Des vendeurs déraisonnables

Par Roxana Azimi · Le Journal des Arts

Le 21 mai 2008 - 541 mots

Le petit monde de l’art a retrouvé ses couleurs après avoir retenu son souffle depuis le début de l’année. Certains se rassérénaient déjà en pointant du doigt le redressement ténu du dollar et la stabilisation des Bourses mondiales. « Penser que la crise est finie est ridicule. On ne s’en sortira pas comme ça ! », avertissait toutefois le professeur d’économie Michel Aglietta dans le quotidien Le Monde en avril.

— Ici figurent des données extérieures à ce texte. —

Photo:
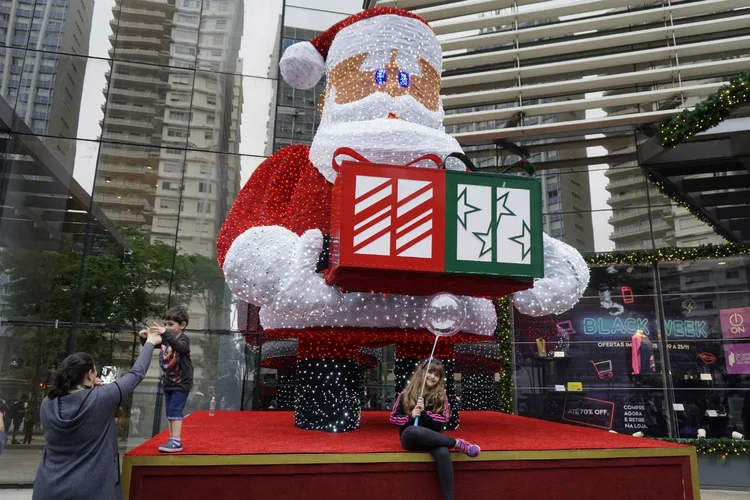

Nonobstant la récession américaine et la stagflation européenne, la quinzaine des ventes new-yorkaises s’est déroulée de manière flamboyante. Timorés depuis six mois en galerie, les Américains sont sortis de leur réserve. Certes, dans la vente impressionniste et moderne de Christie’s le 6 mai, seuls 32 % des acheteurs venaient d’outre-Atlantique. Avec 52 % des enchérisseurs, les Européens menaient la danse, profitant d’un dollar faible. Ce soir-là, un seul collectionneur européen a raflé près de 70 millions de dollars en lots. En revanche, le lendemain, les Américains représentaient 67 % des adjudicataires, puis le gros du contingent des dispersions d’art contemporain. Signe que le marché se dérobe aux généralisations.

Cinglantes méventes
Le marché ignore aussi le principe de réalité. Au vu des très bons résultats obtenus notamment pour des lots insipides, les vendeurs risquent de se montrer encore gourmands pour négocier prix de réserve et garanties. « Les résultats sont suffisamment bons pour que les vendeurs ne redeviennent pas raisonnables, confie le spécialiste de Christie’s Thomas Seydoux. Le marché nous supplie pourtant de donner des estimations basses, mais c’est la croix et la bannière pour convaincre les vendeurs. » Et d’ajouter : « Le marché réel est à 40 % plus bas. Il y a certes de nouveaux acheteurs, qui représentent 20 % des adjudicataires, et qui peuvent aller à 40 % de plus que les prix normaux. » Mais ces nouveaux acheteurs n’enchérissent pas forcément à tout va. D’où de cinglantes méventes. Ce fut le cas d’un Van Dongen qui, avec une estimation de 12 à 16 millions de dollars, prétendait s’étalonner sur le record de 5,6 millions de livres sterling (11,17 millions de dollars) décroché en février. Ou d’un Lichtenstein, acheté pour 4 millions de dollars en 2001 et invendu le 13 mai sur une estimation de 14 millions. Selon le courtier Philippe Ségalot, « les ventes ont démenti pour le moment l’écart qu’[il] présage entre le haut du panier et le moyen, mais [il est] sûr que cela viendra ».
Le tout est de savoir quand. Car il est difficile de comprendre les 92 000 dollars atteints par Matthew Monahan, ou les 260 000 dollars décrochés par Sterling Ruby, deux jeunes artistes propulsés chez Phillips de Pury et Company le 15 mai. La maison de ventes a toutefois eu les yeux plus gros que le ventre en estimant à hauteur de 150 000 dollars une sculpture de Banks Violette acquise pour 3 000 dollars sur la foire Liste à Bâle en 2004.
Malgré quelques accidents de parcours, le marché est bel et bien reparti pour un tour. Et visiblement, il croit davantage dans la solidité de l’art que de celle de la pierre. Si un tableau de Freud a été adjugé pour 33,6 millions de dollars, une maison de l’architecte Richard Neutra (1892-1970) s’est contentée de 16,8 millions de dollars...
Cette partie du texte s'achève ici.